Jornal GGN – Ex-ministra da Justiça da Alemanha entre os anos de 1998 e 2002, Herta Däubler-Gmelin criticou o presidente Michel Temer e afirmou que o Brasil “é outro mundo”. Disse, ainda, que a “intromissão” de magistrados em conflitos políticos cotidianos “compromete a neutralidade e a independência do juiz”. 
 
Sobre Temer, foi direta: “nunca aconteceria na Alemanha de um presidente sob suspeita de corrupção, com denúncia apresentada pela própria Procuradoria-Geral da República, não renunciar imediatamente ao cargo”.
 
A afirmação da advogada, ex-deputada federal e professora na Universidade Livre de Berlim foi dada em entrevista à Deutsche Welle Brasil, que esteve no Brasil para participar de um debate público sobre democracia.
 
Leia a entrevista concedida à Agência DW:
 

DW Brasil: A senhora veio ao Brasil participar de um debate ao lado do ex-ministro Tarso Genro que, pelo título – “Política x Justiça: Qual o futuro da democracia?” –, coloca Justiça e política em lados opostos.

Herta Däubler-Gmelin: A intenção é refletir sobre a democracia que queremos.

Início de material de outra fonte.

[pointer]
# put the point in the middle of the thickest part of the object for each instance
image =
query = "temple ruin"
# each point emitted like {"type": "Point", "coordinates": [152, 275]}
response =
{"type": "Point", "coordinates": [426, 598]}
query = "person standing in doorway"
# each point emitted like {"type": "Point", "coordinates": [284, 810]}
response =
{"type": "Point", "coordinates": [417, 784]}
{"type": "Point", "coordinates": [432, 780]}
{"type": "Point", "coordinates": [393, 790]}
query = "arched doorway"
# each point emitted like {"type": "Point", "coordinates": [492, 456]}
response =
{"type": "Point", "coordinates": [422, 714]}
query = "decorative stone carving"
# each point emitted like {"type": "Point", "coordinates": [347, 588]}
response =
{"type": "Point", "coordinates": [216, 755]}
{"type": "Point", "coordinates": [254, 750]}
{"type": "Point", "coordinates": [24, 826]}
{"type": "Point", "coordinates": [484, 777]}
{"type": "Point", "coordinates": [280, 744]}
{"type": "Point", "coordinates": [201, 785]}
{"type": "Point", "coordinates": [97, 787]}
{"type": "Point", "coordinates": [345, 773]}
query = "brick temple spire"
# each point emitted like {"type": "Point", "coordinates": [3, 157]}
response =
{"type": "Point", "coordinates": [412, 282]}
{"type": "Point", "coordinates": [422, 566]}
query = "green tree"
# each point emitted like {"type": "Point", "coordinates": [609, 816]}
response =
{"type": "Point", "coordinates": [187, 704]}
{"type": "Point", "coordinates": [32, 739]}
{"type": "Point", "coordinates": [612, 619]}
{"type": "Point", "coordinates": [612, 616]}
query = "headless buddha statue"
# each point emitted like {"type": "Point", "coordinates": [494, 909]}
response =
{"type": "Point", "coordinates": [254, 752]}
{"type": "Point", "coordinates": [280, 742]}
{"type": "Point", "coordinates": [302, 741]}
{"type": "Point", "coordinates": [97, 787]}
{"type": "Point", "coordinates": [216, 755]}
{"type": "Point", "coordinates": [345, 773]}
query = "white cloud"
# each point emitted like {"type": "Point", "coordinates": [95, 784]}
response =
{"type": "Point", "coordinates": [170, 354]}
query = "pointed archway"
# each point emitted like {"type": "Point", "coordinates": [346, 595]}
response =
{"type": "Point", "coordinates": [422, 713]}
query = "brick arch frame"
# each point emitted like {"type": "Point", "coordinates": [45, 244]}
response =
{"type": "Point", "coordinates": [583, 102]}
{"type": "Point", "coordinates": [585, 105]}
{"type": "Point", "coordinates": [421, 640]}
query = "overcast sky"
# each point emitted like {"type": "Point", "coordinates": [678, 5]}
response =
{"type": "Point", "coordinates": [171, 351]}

É uma democracia em que as decisões são tomadas de cima para baixo, em que algumas pessoas não são consideradas cidadãs, em que o sistema judiciário é usado apenas para privilegiar ricos e poderosos, para preservar privilégios? Ou queremos uma democracia participativa? Quais elementos precisam pertencer a essa democracia? Há bons exemplos, mas há exemplos muito ruins nesse sentido.

DW: Dentro dessas reflexões, qual é a tendência do Brasil?

Eu ouço que existem muitos acontecimentos preocupantes. Sob a perspectiva alemã, devo dizer que não é comum ver juízes interferirem nas disputas políticas cotidianas na Alemanha. Esse comportamento é, absolutamente, um “no go”. Isso não pode acontecer de forma alguma. Isso compromete a neutralidade do juiz, sua independência e até jurisdição. Isso coloca também a confiança da população na instituição em cheque.

Por outro lado, nunca aconteceria na Alemanha de um presidente sob suspeita de corrupção, com denúncia apresentada pela própria Procuradoria-Geral da República, não renunciar imediatamente ao cargo.

Tivemos um caso notório na Alemanha [renúncia do presidente Christian Wulff, em fevereiro de 2012]. Tratava-se de 700 Euros. Mas, obviamente, assim que o procurador-geral apresentou a denúncia, estava claro para a opinião pública que o presidente tinha que renunciar. E foi o que ele fez.

Aqui é outro mundo. Então eu posso entender a certa descrença que há aqui no atual desempenho do Judiciário, de alguns juízes e juízas – mas é claro que não estamos falando de todos, também há tendências completamente diferente, como sabemos.

DW: Como a senhora acompanha e avalia a atual crise política no Brasil?

Os acontecimentos políticos no Brasil estão sendo noticiados pela imprensa alemã e internacional. E depois de tudo o que vi e li nestes últimos dias, temo que esteja havendo um retrocesso cruel com impactos para a população mais pobre. É lamentável.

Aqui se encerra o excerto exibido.